Pablo Neira Ayuso wrote:
> This patch improves ctnetlink event reliability if one broadcast
> listener has set the NETLINK_BROADCAST_ERROR socket option.
> 
> The logic is the following: if the event delivery fails, ctnetlink
> sets IPCT_DELIVERY_FAILED event bit and keep the undelivered
> events in the conntrack event cache. Thus, once the next packet
> arrives, we trigger another event delivery in nf_conntrack_in(). If
> things don't go well in this second try, we accumulate the pending
> events in the cache but we try to deliver the current state as soon
> as possible. Therefore, we may lost state transitions but the
> userspace process gets in sync at some point.
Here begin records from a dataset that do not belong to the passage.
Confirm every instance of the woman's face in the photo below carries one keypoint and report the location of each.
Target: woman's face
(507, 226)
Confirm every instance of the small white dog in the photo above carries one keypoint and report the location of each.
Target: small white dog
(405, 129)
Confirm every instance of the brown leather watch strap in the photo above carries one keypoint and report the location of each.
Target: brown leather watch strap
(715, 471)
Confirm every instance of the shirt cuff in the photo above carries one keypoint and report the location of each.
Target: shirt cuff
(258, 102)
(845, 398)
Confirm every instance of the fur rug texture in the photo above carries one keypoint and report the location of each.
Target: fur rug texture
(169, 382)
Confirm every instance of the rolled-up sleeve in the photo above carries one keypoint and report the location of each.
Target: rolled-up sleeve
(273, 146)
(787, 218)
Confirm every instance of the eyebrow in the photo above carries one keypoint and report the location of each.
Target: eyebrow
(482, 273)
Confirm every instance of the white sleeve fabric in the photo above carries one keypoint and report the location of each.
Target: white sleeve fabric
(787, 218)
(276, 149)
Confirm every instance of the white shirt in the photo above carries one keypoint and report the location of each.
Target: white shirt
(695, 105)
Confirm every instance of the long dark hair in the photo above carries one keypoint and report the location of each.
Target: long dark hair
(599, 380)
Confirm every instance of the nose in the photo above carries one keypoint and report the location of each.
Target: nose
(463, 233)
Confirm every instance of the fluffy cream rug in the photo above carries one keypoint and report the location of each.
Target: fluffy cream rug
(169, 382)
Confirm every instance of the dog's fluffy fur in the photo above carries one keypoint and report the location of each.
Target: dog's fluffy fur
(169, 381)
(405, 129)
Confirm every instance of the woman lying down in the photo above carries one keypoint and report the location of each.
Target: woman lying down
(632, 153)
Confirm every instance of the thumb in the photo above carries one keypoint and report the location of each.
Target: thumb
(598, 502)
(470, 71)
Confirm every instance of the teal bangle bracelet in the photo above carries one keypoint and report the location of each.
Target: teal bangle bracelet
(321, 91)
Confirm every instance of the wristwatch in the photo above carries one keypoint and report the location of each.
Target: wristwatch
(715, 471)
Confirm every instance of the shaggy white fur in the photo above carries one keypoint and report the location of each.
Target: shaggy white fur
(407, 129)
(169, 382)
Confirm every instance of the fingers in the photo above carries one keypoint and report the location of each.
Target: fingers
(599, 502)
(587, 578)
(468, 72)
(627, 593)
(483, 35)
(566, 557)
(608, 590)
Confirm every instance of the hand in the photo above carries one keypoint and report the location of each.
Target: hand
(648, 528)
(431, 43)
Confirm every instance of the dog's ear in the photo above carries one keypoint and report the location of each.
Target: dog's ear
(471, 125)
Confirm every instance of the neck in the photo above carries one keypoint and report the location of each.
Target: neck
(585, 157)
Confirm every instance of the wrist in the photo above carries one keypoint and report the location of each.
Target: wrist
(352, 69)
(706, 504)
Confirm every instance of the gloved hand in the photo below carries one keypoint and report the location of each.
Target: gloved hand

Sounds good so far. Except - this won't work without per-conntrack
events I guess. And those would need (quite a lot of) atomic operations
again.

> At worst case, if no events were delivered to userspace, we make
> sure that destroy events are successfully delivered. This happens
> because if ctnetlink fails to deliver the destroy event, we re-add
> the conntrack timer with an extra grace timeout of 15 seconds to
> trigger the event again (this grace timeout is tunable via /proc).
> 
> If a packet closing the flow (like a TCP RST) kills the conntrack
> entry but the event delivery fails, we drop the packet and keep
> the entry in the kernel. This is the only case in which we may drop
> a packets.

This last two points don't seem like good behaviour at all. The
timeouts are supposed to have a meaning, so they should *at least*
deactivate the conntrack. Explicit removal of the conntrack should
*never* fail. TCP conntrack needs it for connection reopening,
handling out of sync sessions etc.

> For expectations, the logic is more simple, if the event delivery
> fails, we drop the packet.

.. while restoring the expectation to an active state I hope?